Interpretive Summary:

Technical Abstract: The objective of this study was to compare methods for genomic evaluation in a Rainbow Trout (Oncorhynchus mykiss) population for survival when challenged by Flavobacterium psychrophilum, the causative agent of bacterial cold water disease (BCWD). The used methods were: 1)regular ssGBLUP that assumes all SNPs have the same variance; 2)weighted ssGBLUP (wssGBLUP) that gives more weight to SNPs that explain considerable portion of the genetic variance; both GEBV and SNP effects are updated iteratively; 3)BayesB that performs variable selection.

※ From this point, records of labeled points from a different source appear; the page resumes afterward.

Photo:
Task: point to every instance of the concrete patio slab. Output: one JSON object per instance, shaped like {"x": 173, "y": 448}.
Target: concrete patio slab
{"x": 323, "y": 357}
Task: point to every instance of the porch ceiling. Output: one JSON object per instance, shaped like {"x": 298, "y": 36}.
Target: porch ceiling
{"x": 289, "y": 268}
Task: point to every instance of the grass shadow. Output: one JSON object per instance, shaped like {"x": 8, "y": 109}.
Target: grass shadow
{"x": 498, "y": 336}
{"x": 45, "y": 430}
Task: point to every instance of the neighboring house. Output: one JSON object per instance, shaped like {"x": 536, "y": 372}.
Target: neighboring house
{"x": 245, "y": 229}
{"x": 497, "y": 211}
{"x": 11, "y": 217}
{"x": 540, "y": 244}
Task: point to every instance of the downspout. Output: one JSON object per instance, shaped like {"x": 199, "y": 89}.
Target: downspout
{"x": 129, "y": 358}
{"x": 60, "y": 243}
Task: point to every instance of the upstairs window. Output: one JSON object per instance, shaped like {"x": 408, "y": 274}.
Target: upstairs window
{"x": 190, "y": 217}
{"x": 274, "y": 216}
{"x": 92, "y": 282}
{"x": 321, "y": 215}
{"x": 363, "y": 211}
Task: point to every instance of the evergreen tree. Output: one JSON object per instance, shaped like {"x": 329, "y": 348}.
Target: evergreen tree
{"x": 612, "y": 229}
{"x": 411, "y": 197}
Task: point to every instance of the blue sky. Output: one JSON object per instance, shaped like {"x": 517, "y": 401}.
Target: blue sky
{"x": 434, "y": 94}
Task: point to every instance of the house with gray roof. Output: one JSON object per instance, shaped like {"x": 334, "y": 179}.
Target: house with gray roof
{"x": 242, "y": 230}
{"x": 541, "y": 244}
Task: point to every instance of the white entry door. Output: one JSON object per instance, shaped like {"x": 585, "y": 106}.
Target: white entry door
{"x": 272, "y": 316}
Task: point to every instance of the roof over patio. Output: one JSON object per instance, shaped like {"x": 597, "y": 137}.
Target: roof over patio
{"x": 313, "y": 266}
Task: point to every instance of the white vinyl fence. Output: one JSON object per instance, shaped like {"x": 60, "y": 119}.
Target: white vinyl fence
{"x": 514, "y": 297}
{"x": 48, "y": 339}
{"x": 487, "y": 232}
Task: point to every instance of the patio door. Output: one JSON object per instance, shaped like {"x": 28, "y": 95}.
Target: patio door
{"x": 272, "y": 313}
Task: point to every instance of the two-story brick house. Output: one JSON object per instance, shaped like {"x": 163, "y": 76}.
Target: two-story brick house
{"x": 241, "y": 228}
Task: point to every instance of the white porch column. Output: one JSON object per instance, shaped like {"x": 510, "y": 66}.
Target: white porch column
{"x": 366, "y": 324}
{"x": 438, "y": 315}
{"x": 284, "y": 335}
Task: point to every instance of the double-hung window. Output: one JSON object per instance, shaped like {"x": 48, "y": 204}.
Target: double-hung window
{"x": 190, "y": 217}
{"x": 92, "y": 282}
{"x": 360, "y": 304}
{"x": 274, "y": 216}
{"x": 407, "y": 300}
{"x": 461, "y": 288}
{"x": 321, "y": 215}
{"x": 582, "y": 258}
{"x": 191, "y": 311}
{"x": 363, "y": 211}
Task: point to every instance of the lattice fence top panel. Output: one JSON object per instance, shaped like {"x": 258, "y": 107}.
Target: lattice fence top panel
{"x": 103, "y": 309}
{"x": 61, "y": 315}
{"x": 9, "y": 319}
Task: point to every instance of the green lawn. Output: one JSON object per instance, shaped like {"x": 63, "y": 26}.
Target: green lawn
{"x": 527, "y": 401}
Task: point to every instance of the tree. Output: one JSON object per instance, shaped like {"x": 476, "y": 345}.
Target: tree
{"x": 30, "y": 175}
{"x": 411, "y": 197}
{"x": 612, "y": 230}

The benchmark method was traditional BLUP. While BayesB used only phenotypes of genotyped animals, ssGBLUP considered all phenotypes, genotypes, and pedigrees jointly. Phenotypes and pedigrees were available for 4,004 and 5,104 individuals, respectively; whereas 2,490 animals were genotyped for 41k SNPs. Accuracy was the correlation between adjusted phenotype and GEBV divided by the square root of heritability, in a 5-fold cross validation. Accuracies obtained from BLUP, ssGBLUP, BayesB, and wssGBLUP were 0.19, 0.45, 0.61 and 0.63, respectively. The increased accuracy obtained by weighting SNP differently can be explained by presence of large QTL, by population structure (which can lead to fewer independent chromosome segments that may have larger effects), or by the small size of the genotyped population. In Manhattan plots, iteration number 3 had some SNPs explaining more than 7% of the genetic variance of the trait, meanwhile regular ssGBLUP had all regions explaining less than 0.25%. WssGBLUP utilizes all the available information, is simple to apply for complex models, and was the most accurate method in this study.